熱は,電力と並ぶエネルギーの一形態。熱と電力の創・蓄・省エネ技術を融合させることで,新次元のエネルギー技術が生まれてくる。

 蓄熱のタイムシフト機能を利用した新しい家電が登場へ

 大容量の蓄電池の登場にタイミングを合わせる格好で,開発や利用の歴史が長い熱エネルギーを貯めて使う蓄熱技術にも技術革新の波がやって来た。ヒートポンプなどの蓄熱技術を軸に,熱エネルギーを電力などと連携させて利用する,あるいはこれまでは活用されていなかった熱エネルギーを発掘して利用しようという動きである。

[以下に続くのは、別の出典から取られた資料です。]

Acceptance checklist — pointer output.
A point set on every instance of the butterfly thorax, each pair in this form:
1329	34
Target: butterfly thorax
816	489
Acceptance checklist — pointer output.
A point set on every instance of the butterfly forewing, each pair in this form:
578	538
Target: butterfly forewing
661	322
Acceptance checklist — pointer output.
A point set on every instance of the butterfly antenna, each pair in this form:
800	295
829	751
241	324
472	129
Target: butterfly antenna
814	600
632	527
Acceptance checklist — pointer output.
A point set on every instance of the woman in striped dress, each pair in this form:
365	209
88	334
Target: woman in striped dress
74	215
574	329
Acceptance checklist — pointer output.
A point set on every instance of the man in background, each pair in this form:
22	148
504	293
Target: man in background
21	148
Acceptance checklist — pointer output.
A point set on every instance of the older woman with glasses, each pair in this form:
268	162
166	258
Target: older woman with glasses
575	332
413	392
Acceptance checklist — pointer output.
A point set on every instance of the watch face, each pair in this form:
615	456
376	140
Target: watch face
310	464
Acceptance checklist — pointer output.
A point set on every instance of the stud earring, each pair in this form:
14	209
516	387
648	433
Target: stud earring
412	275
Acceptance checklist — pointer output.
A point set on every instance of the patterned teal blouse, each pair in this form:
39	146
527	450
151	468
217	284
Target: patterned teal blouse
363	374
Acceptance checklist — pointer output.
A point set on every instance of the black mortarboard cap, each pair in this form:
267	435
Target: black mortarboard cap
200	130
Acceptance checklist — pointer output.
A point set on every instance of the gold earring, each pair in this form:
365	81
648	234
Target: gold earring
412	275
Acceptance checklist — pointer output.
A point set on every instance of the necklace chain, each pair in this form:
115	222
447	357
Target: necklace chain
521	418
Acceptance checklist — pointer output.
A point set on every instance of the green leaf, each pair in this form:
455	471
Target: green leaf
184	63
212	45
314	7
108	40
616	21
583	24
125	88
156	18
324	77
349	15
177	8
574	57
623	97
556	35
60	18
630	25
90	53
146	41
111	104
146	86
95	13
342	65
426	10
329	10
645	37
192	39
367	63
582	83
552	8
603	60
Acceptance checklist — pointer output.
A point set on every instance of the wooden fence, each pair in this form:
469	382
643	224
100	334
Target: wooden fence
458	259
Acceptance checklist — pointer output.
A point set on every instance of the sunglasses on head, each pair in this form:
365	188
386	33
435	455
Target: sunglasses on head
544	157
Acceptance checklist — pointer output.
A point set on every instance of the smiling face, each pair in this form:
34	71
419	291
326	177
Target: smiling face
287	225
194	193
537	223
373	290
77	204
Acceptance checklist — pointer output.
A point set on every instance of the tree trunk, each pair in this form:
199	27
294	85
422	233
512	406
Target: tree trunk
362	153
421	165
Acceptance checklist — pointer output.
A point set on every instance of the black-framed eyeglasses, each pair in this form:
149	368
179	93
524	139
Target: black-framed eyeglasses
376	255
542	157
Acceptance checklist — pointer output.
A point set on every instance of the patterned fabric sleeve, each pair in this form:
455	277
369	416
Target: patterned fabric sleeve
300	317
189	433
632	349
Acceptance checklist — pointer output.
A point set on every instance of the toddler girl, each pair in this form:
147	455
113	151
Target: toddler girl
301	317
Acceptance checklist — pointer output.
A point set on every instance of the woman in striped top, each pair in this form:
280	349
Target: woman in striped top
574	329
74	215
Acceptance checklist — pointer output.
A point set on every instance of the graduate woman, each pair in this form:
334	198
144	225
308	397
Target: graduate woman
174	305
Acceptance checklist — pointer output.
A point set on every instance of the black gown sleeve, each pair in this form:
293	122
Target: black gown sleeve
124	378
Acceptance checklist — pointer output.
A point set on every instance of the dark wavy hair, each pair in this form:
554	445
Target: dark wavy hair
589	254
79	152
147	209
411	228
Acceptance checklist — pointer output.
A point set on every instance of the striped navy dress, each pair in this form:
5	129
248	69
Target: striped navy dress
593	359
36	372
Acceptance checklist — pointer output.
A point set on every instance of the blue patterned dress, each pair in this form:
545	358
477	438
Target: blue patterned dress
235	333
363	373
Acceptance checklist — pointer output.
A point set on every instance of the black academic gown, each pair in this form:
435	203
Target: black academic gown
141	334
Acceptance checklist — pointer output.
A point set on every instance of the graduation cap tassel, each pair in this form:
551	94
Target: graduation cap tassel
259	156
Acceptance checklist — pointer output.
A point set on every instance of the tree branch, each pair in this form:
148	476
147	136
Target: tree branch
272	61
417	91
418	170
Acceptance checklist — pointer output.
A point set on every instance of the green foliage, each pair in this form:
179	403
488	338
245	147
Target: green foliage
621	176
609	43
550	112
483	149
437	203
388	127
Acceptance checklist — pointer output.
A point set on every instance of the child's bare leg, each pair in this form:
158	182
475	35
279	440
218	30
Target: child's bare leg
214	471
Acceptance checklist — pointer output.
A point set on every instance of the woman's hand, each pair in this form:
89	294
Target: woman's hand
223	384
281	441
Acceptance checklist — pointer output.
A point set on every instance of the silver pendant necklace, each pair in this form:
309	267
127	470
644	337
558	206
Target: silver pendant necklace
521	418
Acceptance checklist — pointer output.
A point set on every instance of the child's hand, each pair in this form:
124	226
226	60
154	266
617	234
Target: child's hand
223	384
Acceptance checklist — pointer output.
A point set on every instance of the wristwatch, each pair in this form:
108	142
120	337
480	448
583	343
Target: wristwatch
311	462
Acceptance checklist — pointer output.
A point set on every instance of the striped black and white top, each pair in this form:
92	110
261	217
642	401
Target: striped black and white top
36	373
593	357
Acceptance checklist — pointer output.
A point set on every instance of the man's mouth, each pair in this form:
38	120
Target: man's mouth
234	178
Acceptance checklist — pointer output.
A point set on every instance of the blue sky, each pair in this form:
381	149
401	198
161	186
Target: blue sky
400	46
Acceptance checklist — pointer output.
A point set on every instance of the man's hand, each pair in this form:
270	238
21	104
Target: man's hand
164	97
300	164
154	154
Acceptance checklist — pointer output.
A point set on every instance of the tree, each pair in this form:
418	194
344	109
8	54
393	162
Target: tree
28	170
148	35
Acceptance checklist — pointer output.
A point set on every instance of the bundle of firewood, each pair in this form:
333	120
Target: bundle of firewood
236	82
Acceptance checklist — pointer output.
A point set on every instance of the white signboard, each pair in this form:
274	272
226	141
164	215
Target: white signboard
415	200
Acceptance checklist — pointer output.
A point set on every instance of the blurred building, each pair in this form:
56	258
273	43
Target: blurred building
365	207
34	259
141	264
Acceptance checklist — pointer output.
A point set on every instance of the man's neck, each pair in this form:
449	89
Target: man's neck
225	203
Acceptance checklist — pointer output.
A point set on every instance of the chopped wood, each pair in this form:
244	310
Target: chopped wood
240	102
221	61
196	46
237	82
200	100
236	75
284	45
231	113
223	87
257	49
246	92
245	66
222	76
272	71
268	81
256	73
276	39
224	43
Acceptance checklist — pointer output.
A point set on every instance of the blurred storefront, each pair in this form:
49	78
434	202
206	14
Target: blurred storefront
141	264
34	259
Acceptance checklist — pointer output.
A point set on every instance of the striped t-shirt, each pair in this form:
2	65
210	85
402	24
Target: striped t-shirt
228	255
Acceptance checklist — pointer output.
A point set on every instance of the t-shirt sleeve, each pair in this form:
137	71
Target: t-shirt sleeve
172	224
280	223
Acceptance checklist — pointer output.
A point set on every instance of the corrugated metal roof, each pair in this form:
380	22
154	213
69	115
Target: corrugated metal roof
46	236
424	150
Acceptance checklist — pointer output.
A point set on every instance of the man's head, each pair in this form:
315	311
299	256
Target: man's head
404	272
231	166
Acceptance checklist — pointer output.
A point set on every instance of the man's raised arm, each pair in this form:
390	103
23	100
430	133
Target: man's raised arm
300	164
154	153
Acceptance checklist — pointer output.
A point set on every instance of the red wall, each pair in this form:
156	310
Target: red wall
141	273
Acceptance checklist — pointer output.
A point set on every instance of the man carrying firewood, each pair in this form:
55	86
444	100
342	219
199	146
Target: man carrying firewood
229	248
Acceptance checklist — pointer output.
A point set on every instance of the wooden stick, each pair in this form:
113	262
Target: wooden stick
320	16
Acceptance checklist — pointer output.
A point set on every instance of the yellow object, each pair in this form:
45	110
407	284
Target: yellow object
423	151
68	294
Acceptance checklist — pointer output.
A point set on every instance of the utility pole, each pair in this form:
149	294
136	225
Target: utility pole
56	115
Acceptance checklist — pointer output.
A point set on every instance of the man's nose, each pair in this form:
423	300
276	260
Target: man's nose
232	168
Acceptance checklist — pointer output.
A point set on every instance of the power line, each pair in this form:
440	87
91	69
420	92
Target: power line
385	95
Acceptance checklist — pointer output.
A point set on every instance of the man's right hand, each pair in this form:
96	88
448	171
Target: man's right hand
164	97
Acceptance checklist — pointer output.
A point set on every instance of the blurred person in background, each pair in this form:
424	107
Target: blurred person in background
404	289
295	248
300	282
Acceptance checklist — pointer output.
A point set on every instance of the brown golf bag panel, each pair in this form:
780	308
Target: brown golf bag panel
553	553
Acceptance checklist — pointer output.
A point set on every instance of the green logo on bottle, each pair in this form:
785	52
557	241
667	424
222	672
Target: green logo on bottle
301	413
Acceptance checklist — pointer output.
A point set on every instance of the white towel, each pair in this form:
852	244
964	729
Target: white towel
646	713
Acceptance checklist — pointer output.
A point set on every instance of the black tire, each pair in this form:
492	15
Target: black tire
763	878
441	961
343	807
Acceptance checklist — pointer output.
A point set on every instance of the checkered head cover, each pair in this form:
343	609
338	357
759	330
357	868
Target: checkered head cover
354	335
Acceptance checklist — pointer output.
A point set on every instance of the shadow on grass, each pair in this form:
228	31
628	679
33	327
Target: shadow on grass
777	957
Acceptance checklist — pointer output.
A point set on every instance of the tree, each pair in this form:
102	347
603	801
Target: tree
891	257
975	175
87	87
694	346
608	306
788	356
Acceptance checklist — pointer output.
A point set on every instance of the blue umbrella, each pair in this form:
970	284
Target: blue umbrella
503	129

 ZEHやZEBの実現のために,建物内のエネルギー消費や熱の出入りを統括制御することによって,CO2排出量を最小限にするという機運の高まりが背景にある。

 こうして,蓄電技術とは補完的な関係にある蓄熱技術自身が進化することで,従来にはない,電力と熱が融合した新しいエネルギー技術が登場しつつある。

電気の座を熱が脅かす

 蓄熱技術は,近い将来の普及が見込まれる蓄電池の対抗技術としても重要になる。大きな利点は,蓄電池に比べ蓄熱媒体のコストが低いことだ。放熱を抑えられれば,水やコンクリートなども蓄熱媒体になり得る。しかも今後は,これまでの「熱は熱,電気は電気」というすみ分けの境界がぼやけ,同時に熱の利用効率が高まることによって熱エネルギーが扱われる比率がさらに高まる可能性がある。

 蓄熱技術を利用した新しい家電製品も登場し始めた。パナソニックが2010年10月に発売したエアコンがそれだ。室外機にある空気圧縮機が出す熱を蓄熱材料に貯め,それをヒートパイプで輸送して熱交換器を温める仕組みを実装したのである。